For an 8 inch charge (i.e. with +1 to charge roll): 41.67%
Reroll 1 die: 68.06%
Reroll both: 65.97%
Choice between rerolls: 72.45%

Don't forget

Odds of a charge when you've stacked up every possible charge bonus, stratagem, reroll and modifier available within your codex: 0%.

2019/05/10 03:59:06

Subject: Help me with my Mathammer: Chances of a charge

When checking for success, it is sometimes easier to determine the odds of failure, and subtract from one.

For example, going with a straight reroll of both dice, the odds of FAILING a 9" charge are 26/36 = 72.2%.

The odds of failing twice in a row are 0.7222 * 0.7222 = 0.5216%

Thus, the odds of success are 1.0000 - 0.5216 = 0.4784.

If you have the option to reroll a single die, that gets somewhat complicated. It becomes a situation where "What's the highest die I rolled? Ok, so having failed, what are the odds of success now that I know I have a 6,5,4 or 3 to now succeed? If my highest roll is 1 or 2, I can't succeed no matter what."
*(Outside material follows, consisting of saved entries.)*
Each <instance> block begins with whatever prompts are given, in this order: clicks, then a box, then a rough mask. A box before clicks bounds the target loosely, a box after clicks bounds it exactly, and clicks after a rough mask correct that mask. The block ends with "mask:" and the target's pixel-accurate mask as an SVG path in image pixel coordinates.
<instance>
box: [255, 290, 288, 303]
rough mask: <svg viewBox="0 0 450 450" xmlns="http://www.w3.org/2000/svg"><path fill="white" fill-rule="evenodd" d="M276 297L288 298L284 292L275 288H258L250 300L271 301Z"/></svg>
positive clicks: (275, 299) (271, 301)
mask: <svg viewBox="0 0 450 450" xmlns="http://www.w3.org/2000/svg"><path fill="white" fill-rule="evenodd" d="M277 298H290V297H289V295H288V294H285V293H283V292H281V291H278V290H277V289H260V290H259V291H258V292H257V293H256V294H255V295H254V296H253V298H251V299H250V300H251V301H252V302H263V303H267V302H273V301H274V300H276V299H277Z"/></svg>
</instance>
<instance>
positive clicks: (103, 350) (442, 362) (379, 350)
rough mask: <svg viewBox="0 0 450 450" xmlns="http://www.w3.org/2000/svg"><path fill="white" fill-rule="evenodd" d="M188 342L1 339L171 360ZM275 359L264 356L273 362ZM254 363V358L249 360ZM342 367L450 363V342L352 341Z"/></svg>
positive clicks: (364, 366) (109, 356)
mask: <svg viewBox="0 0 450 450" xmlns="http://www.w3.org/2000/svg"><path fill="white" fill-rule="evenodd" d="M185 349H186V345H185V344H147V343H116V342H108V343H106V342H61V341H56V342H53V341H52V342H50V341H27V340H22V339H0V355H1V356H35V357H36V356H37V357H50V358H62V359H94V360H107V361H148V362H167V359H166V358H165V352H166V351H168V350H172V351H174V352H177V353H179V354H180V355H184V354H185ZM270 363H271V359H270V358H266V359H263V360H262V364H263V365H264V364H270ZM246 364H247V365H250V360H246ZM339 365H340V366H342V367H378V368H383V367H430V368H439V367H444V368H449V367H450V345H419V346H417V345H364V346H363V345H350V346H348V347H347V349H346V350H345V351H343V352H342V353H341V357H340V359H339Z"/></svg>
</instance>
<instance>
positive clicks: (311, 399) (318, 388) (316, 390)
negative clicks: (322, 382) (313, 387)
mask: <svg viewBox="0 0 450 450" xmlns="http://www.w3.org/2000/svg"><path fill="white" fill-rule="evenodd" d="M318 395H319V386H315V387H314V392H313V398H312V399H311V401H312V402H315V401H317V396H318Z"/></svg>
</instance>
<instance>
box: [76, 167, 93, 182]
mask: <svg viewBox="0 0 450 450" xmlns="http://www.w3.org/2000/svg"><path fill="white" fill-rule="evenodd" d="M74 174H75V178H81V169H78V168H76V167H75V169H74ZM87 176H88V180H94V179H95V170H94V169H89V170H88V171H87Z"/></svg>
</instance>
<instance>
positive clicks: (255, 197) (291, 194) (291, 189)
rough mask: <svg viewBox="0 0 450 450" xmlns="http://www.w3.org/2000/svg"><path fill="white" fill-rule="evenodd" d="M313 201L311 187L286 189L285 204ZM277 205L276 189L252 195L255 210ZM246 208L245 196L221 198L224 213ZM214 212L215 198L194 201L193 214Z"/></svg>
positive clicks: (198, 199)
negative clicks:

If you have the option to reroll one or two dice, that is extraordinarily complicated. Based on your highest die roll, you'd have to determine the odds of improvement of rerolling both (28%) vs comparing High Die. (ie: HD 6, rerolling 1 die gives a 67% success).

2019/05/10 06:38:01

Subject: Help me with my Mathammer: Chances of a charge

greatbigtree wrote: If you have the option to reroll one or two dice, that is extraordinarily complicated. Based on your highest die roll, you'd have to determine the odds of improvement of rerolling both (28%) vs comparing High Die. (ie: HD 6, rerolling 1 die gives a 67% success).

When it comes to things like this I find it easier to simply do little bit of code that crunch it. Do the dice rolls 1000000 times, check how often you succeeded, odds there close enough.

Sure better ways but here's for example quick code to see odds of 8" charge reroll both or one dice:

Spoiler:

import random

successes=0
tries=1000000
for x in range(0, tries):
x1=random.randint(1,6)
x2=random.randint(1,6)
#print(str(x1)+" "+str(x2))
if (x1+x2)>=8:
successes=successes+1
#print("made it"
else:
if x1<4 and x2<4:
#print("rerolling both"
x1=random.randint(1,6)
x2=random.randint(1,6)
else:
#print("reroll 1"
if x1<x2: